RANGOON — A lawmaker has asked the Mon State parliament to triple the 10,000 kyats (US$9) per month that it pays part-time instructors who teach the Mon language at government schools, in line with a financial pledge that has yet to be fulfilled.
Aung Naing Oo, an ethnic Mon lawmaker in the state legislature, told The Irrawaddy on Friday that the Mon State government had only provided 10,000 kyats a month to the schoolteachers, one-third the stipend that they were promised.
The state government last year agreed to pay part-time Mon language instructors 30,000 kyats monthly, an allocation that advocates of ethnic minority language instruction hope will one day come from the national budget. Union-level funds have not been forthcoming, however, in part because lawmakers in Naypyidaw are currently debating amendments to the National Education Law.
Not content to wait for the money to flow from Naypyidaw’s coffers, Mon State lawmakers and the regional government pledged to offer language instructors 30,000 kyats, but the allocation never fully materialized.
“They did not provide full salary as they said they would. They told us our schoolteachers need to teach 30 hours a month in order to get a full salary, but the education department [the state-level Ministry of Education] only allowed our teachers to teach 20 hours a month,” Aung Naing Oo said.
With the academic year beginning next month, the lawmaker put the issue to the Mon State parliament on May 8 in hopes that the legislature could negotiate with the state-level Ministry of Education to extend Mon language instruction to 30 hours a week, making instructors eligible for the promised stipend.
Ethnic Mon lawmakers pushed hard last year to hire Mon instructors to teach the local language at government schools, in what was a pioneering effort to return ethnic minority language instruction to the classroom.
But Aung Naing Oo said the regional government’s political will to make the program a reality was lacking.

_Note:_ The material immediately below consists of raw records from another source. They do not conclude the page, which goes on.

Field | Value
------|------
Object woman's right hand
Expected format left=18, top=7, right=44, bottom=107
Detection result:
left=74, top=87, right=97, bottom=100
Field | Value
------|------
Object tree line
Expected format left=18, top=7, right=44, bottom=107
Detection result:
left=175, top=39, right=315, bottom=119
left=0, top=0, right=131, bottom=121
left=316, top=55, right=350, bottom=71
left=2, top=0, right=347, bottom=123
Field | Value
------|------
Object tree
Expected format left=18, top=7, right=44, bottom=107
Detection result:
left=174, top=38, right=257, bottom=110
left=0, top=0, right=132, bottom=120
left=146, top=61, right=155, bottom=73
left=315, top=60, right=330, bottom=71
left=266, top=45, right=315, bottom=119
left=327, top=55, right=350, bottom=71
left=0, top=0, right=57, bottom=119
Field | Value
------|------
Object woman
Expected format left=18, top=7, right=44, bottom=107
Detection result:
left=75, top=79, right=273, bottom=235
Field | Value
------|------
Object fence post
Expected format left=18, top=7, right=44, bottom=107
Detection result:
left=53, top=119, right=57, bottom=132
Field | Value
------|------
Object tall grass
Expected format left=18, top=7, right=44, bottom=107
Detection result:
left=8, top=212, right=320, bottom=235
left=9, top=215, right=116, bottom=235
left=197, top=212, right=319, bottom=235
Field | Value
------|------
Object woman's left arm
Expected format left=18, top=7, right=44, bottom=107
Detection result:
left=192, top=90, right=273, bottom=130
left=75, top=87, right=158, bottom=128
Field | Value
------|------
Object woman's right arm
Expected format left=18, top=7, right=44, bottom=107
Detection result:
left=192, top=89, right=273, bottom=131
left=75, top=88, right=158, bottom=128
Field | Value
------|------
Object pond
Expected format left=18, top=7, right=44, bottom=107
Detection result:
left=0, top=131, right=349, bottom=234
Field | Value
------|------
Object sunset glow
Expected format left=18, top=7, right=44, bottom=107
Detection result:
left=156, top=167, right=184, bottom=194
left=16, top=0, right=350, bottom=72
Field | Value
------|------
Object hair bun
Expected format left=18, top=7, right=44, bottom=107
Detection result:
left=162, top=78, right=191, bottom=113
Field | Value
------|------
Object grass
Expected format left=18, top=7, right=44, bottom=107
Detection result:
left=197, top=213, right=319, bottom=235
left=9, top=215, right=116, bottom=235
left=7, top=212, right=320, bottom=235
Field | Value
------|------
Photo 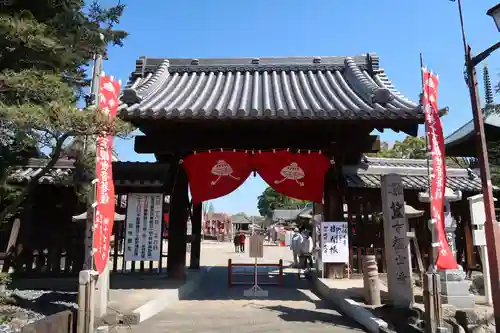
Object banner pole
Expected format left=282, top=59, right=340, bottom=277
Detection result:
left=420, top=53, right=432, bottom=195
left=420, top=54, right=437, bottom=274
left=254, top=257, right=258, bottom=290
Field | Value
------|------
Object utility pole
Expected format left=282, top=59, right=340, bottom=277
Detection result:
left=454, top=0, right=500, bottom=327
left=465, top=45, right=500, bottom=327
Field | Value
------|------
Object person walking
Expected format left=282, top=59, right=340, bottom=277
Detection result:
left=239, top=232, right=246, bottom=253
left=233, top=234, right=240, bottom=253
left=299, top=230, right=314, bottom=277
left=290, top=228, right=303, bottom=267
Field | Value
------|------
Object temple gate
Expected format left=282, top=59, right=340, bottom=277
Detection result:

“This government did not want to promote our ethnic language. They could negotiate within their ministries if they wanted to promote our ethnic language,” he said, adding that the future success of Mon language instruction depended on having the financial resources available to attract qualified teachers.
Nai San Tin, another Mon State lawmaker, said ethnic Mon lawmakers were now reluctant to recruit teachers if a full stipend could not be guaranteed.
“It is better if the government hires its own schoolteachers,” he said.
There were about 300 instructors who taught the ethnic Mon language part time at government schools last year, according to Nai San Tin. That number is expected to be significantly lower if the stipend is not increased.
Under the democratically elected U Nu government of the 1950s, all schools in Burma’s ethnic minority regions were permitted to teach ethnic languages, but the military regimes that ruled the country from 1962 enforced monolingual education in all state schools. As a result, in Mon State as in other parts of the country, only schools run by ethnic rebel administrations have taught local languages.
Amid political reforms initiated after President Thein Sein came to power in 2011, ethnic lawmakers have made requests for mother-tongue teaching to be reinstated. Since 2012, teaching ethnic languages has been permitted, but only outside normal school hours, and without any state funding.